Fracture Toughness Predictive Models Within the SOTERIA EU Project

Abstract

SOTERIA is focused on the ‘safe long term operation of light water reactors’. This will be achieved through an improved understanding of radiation effects in nuclear structural materials. This project has received funding from the European Union’s Horizon 2020 research and innovation programme under agreement No 661913. The overall aim of the SOTERIA project is to improve the understanding of the ageing phenomena occurring in ferritic reactor pressure vessel steels and in the austenitic internals in order to provide crucial information to regulators and operators to ensure safe long-term operation (LTO) of existing European nuclear power plants (NPPs). SOTERIA has set up a collaborative research consortium which gathers the main European research centers and industrial partners who will combine advanced modelling tools with the exploitation of experimental data to focus on two major objectives: i) to identify ageing mechanisms when materials face environmental degradation (such as e.g. irradiation and corrosion) and ii) to provide a single platform containing data and tools for reassessment of structural components during NPPs lifetime. This paper provides an overview of the ongoing activities within the SOTERIA Project that are contained within the analytical work-package (WP5.3). These fracture aspects are focused on the estimates of fracture in both ferritic steels and irradiation assisted stress corrosion cracking (IASCC) in austenitic stainless steels, under irradiated conditions. This analytical development is supported by analytical estimates of irradiation damage and the resulting changes in tensile behaviour of the steels elsewhere in SOTERIA, as well as a wider number of experimental programmes.
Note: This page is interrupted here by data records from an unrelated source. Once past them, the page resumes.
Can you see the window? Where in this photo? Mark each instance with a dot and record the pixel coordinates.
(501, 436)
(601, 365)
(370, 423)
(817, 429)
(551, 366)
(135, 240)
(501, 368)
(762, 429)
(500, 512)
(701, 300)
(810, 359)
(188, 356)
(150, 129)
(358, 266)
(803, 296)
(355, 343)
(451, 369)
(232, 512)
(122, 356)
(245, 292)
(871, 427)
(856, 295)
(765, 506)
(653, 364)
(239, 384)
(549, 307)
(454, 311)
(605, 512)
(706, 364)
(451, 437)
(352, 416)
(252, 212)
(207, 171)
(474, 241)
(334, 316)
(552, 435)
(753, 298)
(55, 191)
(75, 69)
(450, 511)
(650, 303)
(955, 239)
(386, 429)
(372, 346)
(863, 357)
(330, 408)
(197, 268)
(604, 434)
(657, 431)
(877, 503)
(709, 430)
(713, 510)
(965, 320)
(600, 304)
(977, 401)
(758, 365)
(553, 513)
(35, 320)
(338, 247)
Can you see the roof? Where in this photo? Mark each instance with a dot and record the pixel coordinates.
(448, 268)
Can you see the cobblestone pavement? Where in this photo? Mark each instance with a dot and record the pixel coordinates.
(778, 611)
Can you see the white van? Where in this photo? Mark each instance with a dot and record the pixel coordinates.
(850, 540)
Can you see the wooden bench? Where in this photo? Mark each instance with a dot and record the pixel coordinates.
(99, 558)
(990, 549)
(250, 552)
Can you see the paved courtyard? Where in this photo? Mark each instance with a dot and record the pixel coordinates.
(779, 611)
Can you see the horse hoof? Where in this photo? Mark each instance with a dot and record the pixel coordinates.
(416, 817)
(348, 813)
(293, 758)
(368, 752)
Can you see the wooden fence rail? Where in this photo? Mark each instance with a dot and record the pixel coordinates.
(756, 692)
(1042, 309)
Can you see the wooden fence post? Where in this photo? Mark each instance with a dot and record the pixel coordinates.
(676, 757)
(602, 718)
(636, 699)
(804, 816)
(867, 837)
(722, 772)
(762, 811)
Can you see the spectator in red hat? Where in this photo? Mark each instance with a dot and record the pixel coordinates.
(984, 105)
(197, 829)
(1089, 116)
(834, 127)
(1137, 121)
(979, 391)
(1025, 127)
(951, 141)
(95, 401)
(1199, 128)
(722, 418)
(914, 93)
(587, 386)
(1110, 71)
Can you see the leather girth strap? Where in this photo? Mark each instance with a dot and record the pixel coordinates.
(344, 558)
Cleavage fracture estimates are being considered by a range of modelling estimates including the Beremin, Microstructurally Informed Brittle Fracture Model (MIBF), JFJ and Bordet Models with efforts being made to understand the influence of heterogeneity on the predicted toughness’s. Efforts are also being considered to better understand ductile void evolution and the effect of plasticity on the cleavage fracture predictions. IASCC is being modelled through the INITEAC code previously developed within the predecessor project Perform 60 which is being updated to incorporate recent developments from within SOTERIA and elsewhere.